Each aspect of the search result is an opportunity to motivate users to click, and the URL is no different! The URL copy should be relevant and compelling, but also readable and scannable for busy searchers.
Below, you'll see how Google offers additional context by displaying the breadcrumb trail. This particularly improves navigation for mobile searchers.
SEO Basics 4: Add in Alt-Tags
Adding alt text to every image on your site helps search crawlers "see" the image by describing it to them. During instances when the image doesn't properly load, the alt text is displayed instead, describing the image for your audience.
Incorporate keywords into your images' alt text to provide context about each image and keep it to around 140 characters.
Similarly, the image file name should also include relevant keywords (all lowercase) separated by hyphens to give search crawlers context around elements on your page.
Don't forget to optimize your images by compressing the file size to protect webpage site speed.
SEO Basics 5: Write Great Content
Search engines aim to help searchers by returning the best content for every search query.
Sounds like a no brainer, but one of the most effective ways you can improve search ranking for specific keywords is to write informative, well-written content on your subject.
Google wants your content to E.A.T - demonstrate Expertise, Authority and Trust. Expertise is proven when your content answers your audience's questions and exceeds their needs. Authority is found in links from relevant, high quality websites, branded search, or social shares. Trust is created through easily accessible policies, reviews, simple contact information, and HTTPS.
Excellent content incorporating keywords (remember, no keyword stuffing!) that your audience finds useful will be more highly read and shared, indicating to search engines that it deserves to be higher up in SERPs. Remember, Google is matching a browser's intent, not an exact keyword match, so add keywords throughout your content in a natural and human way.

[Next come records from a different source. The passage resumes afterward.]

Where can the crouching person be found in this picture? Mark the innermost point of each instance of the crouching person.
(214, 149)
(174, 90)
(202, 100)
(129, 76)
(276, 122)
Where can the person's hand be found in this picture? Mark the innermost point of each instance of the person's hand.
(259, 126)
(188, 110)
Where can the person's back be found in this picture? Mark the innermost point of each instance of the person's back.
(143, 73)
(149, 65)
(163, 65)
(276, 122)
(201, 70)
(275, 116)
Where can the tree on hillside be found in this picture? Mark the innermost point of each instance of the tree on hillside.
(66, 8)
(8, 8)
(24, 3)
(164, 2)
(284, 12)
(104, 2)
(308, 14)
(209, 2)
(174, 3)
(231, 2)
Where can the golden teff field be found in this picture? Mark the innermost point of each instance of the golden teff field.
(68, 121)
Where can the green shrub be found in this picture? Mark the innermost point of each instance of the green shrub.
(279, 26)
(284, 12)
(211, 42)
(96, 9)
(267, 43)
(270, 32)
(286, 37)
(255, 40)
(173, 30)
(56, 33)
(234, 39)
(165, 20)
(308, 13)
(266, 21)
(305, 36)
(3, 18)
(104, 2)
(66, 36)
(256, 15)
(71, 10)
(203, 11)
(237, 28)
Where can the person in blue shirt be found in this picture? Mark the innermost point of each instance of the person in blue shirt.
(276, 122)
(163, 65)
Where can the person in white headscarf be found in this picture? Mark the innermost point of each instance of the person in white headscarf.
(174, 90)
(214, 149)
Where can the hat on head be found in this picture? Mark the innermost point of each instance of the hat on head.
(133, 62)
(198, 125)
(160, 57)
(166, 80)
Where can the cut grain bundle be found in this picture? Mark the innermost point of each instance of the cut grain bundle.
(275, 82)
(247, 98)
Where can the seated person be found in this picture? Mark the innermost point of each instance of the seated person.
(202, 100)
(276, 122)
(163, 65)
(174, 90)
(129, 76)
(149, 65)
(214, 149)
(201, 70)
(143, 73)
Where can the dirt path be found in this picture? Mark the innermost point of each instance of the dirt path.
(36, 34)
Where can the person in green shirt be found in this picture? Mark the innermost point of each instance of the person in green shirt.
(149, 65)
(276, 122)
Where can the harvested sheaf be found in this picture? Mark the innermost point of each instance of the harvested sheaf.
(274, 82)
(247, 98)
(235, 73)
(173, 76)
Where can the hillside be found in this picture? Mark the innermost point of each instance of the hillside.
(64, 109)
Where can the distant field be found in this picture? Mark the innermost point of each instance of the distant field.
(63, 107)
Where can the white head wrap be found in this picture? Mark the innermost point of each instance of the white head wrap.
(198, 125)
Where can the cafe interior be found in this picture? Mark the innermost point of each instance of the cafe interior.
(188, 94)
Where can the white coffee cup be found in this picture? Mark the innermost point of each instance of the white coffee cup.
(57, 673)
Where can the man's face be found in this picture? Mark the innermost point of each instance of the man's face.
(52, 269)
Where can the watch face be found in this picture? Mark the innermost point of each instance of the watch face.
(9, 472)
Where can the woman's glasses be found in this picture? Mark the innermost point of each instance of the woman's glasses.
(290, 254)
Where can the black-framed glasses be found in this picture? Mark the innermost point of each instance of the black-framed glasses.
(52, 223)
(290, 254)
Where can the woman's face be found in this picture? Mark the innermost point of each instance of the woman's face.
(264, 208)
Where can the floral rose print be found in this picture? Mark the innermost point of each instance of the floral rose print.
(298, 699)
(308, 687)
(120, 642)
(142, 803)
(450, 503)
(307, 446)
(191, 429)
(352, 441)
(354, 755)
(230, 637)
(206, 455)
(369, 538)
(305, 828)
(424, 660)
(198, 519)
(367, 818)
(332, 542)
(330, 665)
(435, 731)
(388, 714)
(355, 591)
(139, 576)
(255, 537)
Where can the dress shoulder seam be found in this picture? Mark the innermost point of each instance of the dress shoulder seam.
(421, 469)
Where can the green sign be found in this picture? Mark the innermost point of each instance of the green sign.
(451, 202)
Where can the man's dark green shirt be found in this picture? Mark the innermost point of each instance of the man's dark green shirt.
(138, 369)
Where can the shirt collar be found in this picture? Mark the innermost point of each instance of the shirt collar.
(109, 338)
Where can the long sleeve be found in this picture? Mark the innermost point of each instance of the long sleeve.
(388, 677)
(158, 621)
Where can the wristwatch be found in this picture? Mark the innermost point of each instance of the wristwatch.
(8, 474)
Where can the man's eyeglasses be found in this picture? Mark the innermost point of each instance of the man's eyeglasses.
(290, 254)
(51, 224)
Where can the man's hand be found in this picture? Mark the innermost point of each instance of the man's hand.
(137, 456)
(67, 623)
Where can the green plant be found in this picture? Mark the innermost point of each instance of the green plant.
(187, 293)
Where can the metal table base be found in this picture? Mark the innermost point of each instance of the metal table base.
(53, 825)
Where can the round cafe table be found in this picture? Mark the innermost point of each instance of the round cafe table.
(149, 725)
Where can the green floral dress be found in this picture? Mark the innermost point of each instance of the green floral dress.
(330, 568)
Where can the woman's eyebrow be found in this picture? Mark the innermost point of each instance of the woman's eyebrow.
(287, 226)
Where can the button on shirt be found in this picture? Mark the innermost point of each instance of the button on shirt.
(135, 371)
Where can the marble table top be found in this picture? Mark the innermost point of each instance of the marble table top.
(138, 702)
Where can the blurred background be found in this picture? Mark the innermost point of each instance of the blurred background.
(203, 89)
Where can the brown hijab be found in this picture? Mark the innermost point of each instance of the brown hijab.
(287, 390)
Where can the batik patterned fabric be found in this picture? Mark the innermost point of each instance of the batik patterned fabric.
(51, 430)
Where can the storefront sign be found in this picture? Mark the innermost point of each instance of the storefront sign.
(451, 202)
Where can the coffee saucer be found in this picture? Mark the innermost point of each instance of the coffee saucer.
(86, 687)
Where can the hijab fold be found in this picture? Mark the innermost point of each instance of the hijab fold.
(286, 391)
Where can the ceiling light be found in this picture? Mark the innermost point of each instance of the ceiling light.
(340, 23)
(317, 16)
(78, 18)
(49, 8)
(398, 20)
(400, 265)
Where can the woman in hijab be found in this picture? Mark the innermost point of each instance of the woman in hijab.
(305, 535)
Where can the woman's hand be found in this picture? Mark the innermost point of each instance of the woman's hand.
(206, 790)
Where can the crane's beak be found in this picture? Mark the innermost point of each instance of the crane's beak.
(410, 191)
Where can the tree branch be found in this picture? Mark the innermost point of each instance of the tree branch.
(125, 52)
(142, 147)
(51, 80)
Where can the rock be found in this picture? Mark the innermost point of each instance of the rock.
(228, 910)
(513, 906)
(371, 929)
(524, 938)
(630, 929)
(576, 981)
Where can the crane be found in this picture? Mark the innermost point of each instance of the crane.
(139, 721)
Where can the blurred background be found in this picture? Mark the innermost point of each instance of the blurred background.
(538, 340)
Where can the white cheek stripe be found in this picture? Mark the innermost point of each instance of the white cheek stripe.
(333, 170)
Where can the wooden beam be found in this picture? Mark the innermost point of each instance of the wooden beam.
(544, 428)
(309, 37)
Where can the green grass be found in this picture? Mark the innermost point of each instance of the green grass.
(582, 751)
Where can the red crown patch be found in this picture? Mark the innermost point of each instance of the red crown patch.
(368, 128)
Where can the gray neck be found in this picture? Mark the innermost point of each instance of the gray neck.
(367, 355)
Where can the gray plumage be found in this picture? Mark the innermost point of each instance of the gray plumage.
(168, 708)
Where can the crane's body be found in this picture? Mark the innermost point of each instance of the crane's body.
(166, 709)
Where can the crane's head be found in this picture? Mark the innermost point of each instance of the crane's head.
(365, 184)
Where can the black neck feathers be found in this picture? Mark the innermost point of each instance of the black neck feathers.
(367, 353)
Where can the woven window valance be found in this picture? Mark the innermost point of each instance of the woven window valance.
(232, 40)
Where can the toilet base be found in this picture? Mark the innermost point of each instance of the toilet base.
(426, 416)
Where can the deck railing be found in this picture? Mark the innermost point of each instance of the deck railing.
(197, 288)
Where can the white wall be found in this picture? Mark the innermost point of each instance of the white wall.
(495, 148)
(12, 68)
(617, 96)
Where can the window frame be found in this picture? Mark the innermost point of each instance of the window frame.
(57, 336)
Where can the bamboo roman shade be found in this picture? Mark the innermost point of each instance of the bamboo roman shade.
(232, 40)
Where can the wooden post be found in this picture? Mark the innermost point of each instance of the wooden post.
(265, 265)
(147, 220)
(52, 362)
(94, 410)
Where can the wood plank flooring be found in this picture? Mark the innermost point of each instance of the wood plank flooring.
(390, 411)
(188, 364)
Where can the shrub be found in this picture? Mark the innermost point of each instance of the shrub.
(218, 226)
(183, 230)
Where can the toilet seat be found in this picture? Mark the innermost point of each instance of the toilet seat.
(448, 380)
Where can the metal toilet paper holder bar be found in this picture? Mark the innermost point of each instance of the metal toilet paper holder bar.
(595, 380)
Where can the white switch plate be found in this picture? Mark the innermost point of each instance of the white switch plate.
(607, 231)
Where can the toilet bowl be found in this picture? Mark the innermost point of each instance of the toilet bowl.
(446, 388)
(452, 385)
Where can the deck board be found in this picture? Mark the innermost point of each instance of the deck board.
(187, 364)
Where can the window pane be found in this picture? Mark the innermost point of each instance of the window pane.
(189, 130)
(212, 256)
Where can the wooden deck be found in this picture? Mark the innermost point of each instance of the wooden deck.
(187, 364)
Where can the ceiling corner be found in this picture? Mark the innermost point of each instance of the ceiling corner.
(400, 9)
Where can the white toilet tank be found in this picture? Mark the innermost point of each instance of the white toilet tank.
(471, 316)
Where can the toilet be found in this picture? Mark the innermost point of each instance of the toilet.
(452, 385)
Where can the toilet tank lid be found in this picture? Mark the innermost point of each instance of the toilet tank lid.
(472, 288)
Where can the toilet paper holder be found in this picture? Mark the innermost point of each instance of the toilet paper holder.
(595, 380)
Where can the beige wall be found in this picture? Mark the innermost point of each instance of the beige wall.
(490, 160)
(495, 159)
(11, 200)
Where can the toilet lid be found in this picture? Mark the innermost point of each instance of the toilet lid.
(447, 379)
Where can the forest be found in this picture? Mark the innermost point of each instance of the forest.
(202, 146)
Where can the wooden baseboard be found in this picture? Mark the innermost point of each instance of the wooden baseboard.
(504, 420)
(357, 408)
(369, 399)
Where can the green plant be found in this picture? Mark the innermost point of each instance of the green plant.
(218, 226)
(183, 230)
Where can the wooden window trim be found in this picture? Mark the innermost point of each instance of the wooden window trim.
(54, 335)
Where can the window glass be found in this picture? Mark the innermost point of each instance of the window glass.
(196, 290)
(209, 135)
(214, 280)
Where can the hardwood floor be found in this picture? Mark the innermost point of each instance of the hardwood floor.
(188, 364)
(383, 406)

At a minimum, add your keywords:
1x in the Title
1x in the Headline
2-3x in the Content
1x in the Meta Description
It's not enough to write just one article, but instead, consistently create original, valuable content that keeps your website fresh and your audience happy. Remember, the human element of SEO is as important as pleasing the search engines.
SEO Basics 6: Use Tools to Track Your SEO Progress
There are a ton of helpful tools to track your SEO progress.
Google Analytics is a free tool to track all kinds of important website metrics. Use Google Analytics to track overall traffic and traffic derived from organic search. Dig deeper to see what landing pages drive the most organic traffic. Whether you're looking into traffic, conversions, or demographics, there's a ton of helpful information available in Google Analytics. (Need a crash course? Visit our Google Analytics Guide to get started.)
Try Google Search Console (formally Google Webmaster Tools) for insight into how Google views your site. In Google Search Console, you can gain insight into search appearance, search traffic, Google Index, crawl status, and security issues. This information can help you determine whether your site is performing optimally, and whether your search efforts are paying off. (We go into more detail on Google Search Console here).
Moz offers a ton of resources for link building and analysis, keyword research, webpage performance, local listings, and more. They also have a very informative, helpful blog and other resources. If you have questions about SEO success, start with Moz.
Follow SEO Basics for Search Success
Following these SEO basics every time you add new content to your site will boost search rankings and get your website in front of a larger audience. Just remember, SEO is part pleasing the search engines and part compelling your audience to click for more.
Make your content readable, informative, and valuable and you're halfway there!